?Você tem feito a sua parte??,
pergunta Caio Blat.

Cabe ao artista ser filtro. O verdadeiro artista é capaz de se defrontar com a realidade e extrair dela os seus motores emocionais, os sentimentos que movem as atitudes humanas. E ser voz. Expressá-los. Tornar a emoção, a experiência do sentimento íntimo, mais importante que o fato em si. E o que pode haver de mais tocante para o ator e para a platéia do que a dor? A tristeza da miséria… A violência assassinando sonhos…

Só assim a arte cumpre seu papel fundamental na sociedade humana: o de transformar.

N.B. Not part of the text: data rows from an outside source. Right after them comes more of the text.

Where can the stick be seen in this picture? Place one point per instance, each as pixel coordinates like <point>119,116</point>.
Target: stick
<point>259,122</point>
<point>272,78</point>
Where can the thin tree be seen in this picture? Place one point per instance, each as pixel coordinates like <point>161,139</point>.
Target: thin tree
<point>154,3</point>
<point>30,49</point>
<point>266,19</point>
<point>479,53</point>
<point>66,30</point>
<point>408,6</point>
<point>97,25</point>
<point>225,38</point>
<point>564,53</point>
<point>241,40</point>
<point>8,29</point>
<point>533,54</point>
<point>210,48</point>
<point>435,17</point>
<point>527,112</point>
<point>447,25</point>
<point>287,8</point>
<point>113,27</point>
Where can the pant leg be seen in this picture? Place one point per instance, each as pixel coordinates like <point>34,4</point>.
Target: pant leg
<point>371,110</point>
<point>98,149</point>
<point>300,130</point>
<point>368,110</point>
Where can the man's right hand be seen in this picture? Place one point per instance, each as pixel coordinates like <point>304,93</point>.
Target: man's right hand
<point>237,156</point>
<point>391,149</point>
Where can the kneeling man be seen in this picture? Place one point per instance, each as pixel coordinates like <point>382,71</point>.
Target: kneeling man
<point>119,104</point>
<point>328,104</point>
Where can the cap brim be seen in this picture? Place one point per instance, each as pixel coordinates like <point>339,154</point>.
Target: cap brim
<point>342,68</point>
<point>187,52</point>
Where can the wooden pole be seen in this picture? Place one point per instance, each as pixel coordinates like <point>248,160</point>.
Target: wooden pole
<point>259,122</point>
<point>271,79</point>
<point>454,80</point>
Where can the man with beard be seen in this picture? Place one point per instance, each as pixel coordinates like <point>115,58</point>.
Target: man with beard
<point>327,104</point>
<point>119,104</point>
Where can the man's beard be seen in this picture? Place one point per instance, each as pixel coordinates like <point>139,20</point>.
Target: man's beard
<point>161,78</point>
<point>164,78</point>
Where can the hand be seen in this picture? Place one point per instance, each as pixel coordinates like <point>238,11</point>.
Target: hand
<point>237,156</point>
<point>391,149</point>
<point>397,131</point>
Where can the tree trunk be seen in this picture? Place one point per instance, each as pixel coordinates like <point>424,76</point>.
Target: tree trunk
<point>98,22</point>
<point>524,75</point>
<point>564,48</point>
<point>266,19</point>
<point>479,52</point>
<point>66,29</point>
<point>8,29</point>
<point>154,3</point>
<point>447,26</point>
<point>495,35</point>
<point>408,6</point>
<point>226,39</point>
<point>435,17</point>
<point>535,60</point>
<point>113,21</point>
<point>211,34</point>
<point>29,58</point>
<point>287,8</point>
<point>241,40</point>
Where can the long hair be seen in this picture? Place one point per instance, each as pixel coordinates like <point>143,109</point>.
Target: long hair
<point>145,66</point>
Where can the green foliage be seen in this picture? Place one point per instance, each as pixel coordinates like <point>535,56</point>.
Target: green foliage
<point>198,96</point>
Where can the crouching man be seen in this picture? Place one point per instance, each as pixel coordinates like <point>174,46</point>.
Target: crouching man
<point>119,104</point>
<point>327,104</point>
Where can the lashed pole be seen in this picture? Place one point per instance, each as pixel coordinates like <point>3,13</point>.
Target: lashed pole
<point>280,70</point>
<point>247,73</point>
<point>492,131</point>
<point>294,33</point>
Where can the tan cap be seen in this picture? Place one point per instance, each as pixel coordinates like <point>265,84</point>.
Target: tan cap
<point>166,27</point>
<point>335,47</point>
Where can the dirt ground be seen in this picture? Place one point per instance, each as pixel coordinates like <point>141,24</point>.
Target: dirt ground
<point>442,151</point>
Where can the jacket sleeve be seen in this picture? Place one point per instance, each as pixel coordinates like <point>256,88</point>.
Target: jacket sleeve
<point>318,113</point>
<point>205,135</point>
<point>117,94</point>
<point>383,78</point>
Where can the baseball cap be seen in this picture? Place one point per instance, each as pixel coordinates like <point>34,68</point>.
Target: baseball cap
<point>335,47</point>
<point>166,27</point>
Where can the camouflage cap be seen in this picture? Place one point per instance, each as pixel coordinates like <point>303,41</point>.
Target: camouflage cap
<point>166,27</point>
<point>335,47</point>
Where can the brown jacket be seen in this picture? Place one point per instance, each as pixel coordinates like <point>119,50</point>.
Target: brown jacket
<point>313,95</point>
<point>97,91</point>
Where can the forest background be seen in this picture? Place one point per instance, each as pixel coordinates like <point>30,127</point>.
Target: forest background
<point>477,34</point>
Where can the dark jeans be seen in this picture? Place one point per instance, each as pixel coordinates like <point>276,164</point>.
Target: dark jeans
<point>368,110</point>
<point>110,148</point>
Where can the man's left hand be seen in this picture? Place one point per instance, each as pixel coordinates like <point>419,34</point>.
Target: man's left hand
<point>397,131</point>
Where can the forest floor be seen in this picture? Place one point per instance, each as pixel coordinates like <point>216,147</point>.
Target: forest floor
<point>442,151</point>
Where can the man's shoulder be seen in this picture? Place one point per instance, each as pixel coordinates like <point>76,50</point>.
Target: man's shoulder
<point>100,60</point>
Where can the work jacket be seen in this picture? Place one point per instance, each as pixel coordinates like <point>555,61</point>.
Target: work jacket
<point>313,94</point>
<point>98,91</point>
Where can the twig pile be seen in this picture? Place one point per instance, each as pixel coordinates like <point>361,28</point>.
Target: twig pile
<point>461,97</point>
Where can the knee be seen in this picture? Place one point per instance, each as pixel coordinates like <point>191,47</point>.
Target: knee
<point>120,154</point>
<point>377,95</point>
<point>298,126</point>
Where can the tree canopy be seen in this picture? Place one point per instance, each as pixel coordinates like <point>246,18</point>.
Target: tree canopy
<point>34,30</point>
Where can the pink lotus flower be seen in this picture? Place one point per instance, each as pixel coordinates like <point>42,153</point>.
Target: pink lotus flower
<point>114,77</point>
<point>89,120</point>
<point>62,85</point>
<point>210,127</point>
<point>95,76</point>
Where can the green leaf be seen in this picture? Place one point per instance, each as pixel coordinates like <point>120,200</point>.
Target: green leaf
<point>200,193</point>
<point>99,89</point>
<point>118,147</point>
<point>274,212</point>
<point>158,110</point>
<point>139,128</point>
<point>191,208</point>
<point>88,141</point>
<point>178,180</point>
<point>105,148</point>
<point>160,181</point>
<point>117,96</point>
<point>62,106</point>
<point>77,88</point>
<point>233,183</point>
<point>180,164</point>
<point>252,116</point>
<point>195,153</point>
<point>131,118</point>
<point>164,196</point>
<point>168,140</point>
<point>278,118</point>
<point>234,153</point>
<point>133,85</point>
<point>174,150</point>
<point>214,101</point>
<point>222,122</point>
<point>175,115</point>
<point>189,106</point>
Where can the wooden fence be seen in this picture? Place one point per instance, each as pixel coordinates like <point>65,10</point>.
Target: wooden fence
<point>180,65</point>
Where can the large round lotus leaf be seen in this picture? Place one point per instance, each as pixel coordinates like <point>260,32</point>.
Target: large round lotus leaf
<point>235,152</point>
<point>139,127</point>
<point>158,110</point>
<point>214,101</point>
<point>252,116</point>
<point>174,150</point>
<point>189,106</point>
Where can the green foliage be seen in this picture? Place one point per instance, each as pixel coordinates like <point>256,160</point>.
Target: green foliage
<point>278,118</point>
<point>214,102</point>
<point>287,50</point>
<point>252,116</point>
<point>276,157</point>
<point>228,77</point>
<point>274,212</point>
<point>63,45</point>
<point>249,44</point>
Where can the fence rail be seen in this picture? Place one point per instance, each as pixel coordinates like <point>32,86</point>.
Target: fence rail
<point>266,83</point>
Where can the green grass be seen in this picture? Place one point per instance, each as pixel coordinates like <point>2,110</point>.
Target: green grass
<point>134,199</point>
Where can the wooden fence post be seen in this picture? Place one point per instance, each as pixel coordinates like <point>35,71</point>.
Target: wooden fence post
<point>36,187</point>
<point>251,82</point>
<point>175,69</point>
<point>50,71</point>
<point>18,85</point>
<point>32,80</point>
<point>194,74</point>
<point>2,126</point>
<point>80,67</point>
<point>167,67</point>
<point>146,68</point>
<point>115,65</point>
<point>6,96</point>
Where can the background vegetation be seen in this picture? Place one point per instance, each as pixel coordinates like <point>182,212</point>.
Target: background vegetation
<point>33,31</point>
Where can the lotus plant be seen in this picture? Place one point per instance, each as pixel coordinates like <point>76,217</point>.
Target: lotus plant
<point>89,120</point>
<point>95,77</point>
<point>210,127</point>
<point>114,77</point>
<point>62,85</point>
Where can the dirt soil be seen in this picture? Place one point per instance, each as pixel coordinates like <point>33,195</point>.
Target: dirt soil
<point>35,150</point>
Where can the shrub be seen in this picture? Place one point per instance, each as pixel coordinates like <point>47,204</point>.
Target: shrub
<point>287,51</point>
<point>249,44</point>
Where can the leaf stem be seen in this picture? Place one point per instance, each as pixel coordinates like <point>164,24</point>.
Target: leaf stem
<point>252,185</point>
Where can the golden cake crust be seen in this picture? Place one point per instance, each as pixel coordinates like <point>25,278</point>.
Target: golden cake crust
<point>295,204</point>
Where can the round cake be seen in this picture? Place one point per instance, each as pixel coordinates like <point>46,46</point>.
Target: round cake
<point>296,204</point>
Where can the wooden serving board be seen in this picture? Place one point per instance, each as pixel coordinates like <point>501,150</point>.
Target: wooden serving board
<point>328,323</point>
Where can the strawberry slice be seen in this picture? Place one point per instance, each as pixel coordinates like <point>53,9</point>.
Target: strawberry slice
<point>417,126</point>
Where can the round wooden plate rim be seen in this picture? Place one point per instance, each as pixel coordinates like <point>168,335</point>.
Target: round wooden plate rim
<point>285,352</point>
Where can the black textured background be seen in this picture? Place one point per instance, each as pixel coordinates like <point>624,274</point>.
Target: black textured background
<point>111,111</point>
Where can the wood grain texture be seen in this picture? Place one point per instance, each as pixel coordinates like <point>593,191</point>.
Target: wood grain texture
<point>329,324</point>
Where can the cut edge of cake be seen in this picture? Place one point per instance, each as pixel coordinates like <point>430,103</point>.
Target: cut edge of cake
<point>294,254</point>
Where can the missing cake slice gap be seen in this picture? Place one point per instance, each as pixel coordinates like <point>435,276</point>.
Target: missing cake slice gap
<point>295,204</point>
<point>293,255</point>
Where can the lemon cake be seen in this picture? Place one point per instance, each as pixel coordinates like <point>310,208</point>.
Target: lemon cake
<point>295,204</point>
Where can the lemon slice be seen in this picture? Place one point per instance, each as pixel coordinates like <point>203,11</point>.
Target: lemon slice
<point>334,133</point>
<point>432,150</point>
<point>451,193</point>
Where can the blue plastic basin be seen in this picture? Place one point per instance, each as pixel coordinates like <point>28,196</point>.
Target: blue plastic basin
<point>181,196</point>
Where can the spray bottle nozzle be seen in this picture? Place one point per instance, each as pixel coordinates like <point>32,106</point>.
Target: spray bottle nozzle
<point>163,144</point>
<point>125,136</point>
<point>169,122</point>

Transformar o público, suas idéias, seus ideais, colocando-o frente a frente com as questões atuais, como fazem os “rappers” Racionais, MV Bill, Sabotage… Deixando no ar as perguntas: Você concorda com isso? Você tem feito a sua parte? Se a sua cabeça andava ocupada com preocupações pessoais, como ignorar esse sentimento que aperta o coração?

Transformar toda uma época, incentivando os valores da solidariedade e da igualdade, como fez Victor Hugo com Os Miseráveis.

Mas a primeira transformação tem que ser a do próprio artista, que precisa descobrir que toda popularidade inclui obrigatoriamente responsabilidade. Saber que existe um compromisso, uma vez que muita, mas muita gente, ouve o que ele diz. Informar-se, observar, perceber que vivemos em um país pobre, em um mundo cruelmente desigual, onde a simples indiferença já é um crime aos olhos de Deus.

É preciso e urgente que o artista pesquise, se emocione e faça da sua arte uma arma. A realidade está por toda parte. O sonho onde está? No palco. O ensaio de um mundo mais justo, mais poético, melhor, acontece no palco, na tela do cinema, da tevê. Através da máscara da personagem, seremos aquilo que pudermos imaginar: anjos, irmãos. Na música, cantaremos nosso amor, nossa liberdade.

O cinema nacional se reergueu assim. Olhando para a dor, para a miséria, para a pobreza que dá até um nó em nossas gargantas. Central do Brasil, Eu, Tu, Eles, Abril Despedaçado. Olhando para a violência intolerável, mas real. O Que É Isso, Companheiro?, Bicho de Sete Cabeças, Cronicamente Inviável, vem aí Carandiru.

Mas o último superfilme brasileiro junta todos esses elementos, revelando na película esse ciclo de indiferença, pobreza e violência em que vivemos hoje. Não perca Cidade de Deus, de Fernando Meirelles.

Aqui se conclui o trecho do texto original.